Jersey City

(Door Hugo Kijne te Hoboken USA)

Jersey City, the second largest city in New Jersey with 265,000 residents, is located south of Hoboken, where I live.  You can only enter Hoboken from the south through Jersey City and vice versa, so the populations are well acquainted.  Ethnically Jersey City is divided into four major groups: Hispanic or Latino (28%), Black or African-American (26%), Asian (24%) and Non-Hispanic White (22%).  Racially Whites are the largest group, with 33%.  A more detailed look reveals that Jersey City is the ultimate melting pot:  The Hispanic contingent primarily comes from Ecuador, Mexico, Puerto Rico and Cuba, and there are African-Americans from Nigeria and Kenya.  The Asians come from India, the Philippines, China and Vietnam, and for the Non-Hispanic Whites the most reported ancestries in the last US Census were Italian, Irish, Polish and German, although there are also leftovers of earlier English and Dutch populations.  With so much diversity there has to be a high level of cross-cultural tolerance in Jersey City, maybe only similar to the level of tolerance in New York City, the neighbor across the Hudson.

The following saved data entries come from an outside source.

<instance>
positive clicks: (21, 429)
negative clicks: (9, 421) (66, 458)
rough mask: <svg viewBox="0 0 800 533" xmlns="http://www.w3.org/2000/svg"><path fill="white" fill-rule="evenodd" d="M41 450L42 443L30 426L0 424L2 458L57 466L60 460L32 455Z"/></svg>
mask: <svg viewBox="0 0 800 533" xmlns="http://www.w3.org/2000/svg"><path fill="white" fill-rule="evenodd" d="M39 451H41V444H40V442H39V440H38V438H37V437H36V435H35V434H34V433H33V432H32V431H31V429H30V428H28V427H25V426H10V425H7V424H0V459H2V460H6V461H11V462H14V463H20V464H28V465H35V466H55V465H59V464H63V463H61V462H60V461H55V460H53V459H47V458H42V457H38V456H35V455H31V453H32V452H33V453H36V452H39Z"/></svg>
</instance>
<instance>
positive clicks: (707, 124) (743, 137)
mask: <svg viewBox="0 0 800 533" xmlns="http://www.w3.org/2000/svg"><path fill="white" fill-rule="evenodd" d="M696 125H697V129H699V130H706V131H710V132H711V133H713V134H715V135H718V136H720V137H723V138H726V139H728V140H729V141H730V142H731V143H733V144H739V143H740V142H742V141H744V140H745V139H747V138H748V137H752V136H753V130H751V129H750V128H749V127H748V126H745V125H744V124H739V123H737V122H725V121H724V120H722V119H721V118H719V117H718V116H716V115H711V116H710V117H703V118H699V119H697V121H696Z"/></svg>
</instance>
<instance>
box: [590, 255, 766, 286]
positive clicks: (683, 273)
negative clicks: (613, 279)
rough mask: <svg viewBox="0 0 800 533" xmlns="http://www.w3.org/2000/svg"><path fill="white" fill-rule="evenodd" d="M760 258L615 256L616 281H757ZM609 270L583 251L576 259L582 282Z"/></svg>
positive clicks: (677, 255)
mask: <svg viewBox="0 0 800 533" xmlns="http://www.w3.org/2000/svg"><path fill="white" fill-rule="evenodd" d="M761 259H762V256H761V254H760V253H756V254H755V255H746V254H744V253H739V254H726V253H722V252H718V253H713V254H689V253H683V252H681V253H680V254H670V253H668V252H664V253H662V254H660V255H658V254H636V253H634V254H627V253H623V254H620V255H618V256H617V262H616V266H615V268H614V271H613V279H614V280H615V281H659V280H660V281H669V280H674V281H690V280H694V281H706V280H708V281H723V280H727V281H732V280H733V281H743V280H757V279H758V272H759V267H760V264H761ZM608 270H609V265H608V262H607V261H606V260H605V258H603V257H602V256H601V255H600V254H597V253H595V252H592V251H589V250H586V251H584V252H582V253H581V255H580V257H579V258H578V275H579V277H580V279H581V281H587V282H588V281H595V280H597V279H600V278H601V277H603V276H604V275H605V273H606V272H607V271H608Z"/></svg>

Muslims constitute 4.5% of all religious adherents in Jersey City, and among them there is significant diversity as well. Surprisingly, the fastest growing segment of the Muslim population is Latino, but there are also African-American, Pakistani and Bangladeshi Muslims.  Although Jersey City’s population has a significant Arab-American segment it does not constitute the majority of the city’s Muslims, because it includes a large Egyptian Coptic community.  At a rally in Birmingham, Alabama, last Saturday, Donald Trump declared that on 9/11/2001 he watched thousands and thousands of people in Jersey City cheering as the Twin Towers of the World Trade Center were coming down in lower Manhattan.  He could only have been referring to the local Muslim community, but his ‘eyewitness’ account was quickly debunked.  The Jersey City police department denied that something like that ever happened, and there was no video footage of it, which if it existed would have been shown by all networks, both immediately after 9/11 and frequently during the years that since have passed.  So Trump was lying, plain and simple.

From the beginning racism and xenophobia have been at the core of Trump’s campaign.  Playing into the sentiments of the white part of the American underclass, he used the announcement of his candidacy to proclaim that Mexico is sending rapists and drug dealers across the border, and trumpeted that 11 million undocumented aliens should be deported.  After the Paris attacks he found something even better, now mobilizing the anti-Muslim feelings of the same group.

Trump’s only campaign issue is destructive on three levels. Geopolitically it plays straight into the hand of ISIS, which is desperate to frame its quest as a war against infidels and the West, and undoubtedly appreciates that Trump obliges. Domestically it weakens the tolerance that is the fabric of the US society, and finally it sows fear in the hearts of Hispanics and Muslims alike.

Last Friday ABC showed a special by Barbara Walters, showing Trump as a family man with wife and kid, children from earlier marriages, and grandchildren playing in his office.  I was reminded of footage of Hitler playing with his dogs, an appropriate association in this case.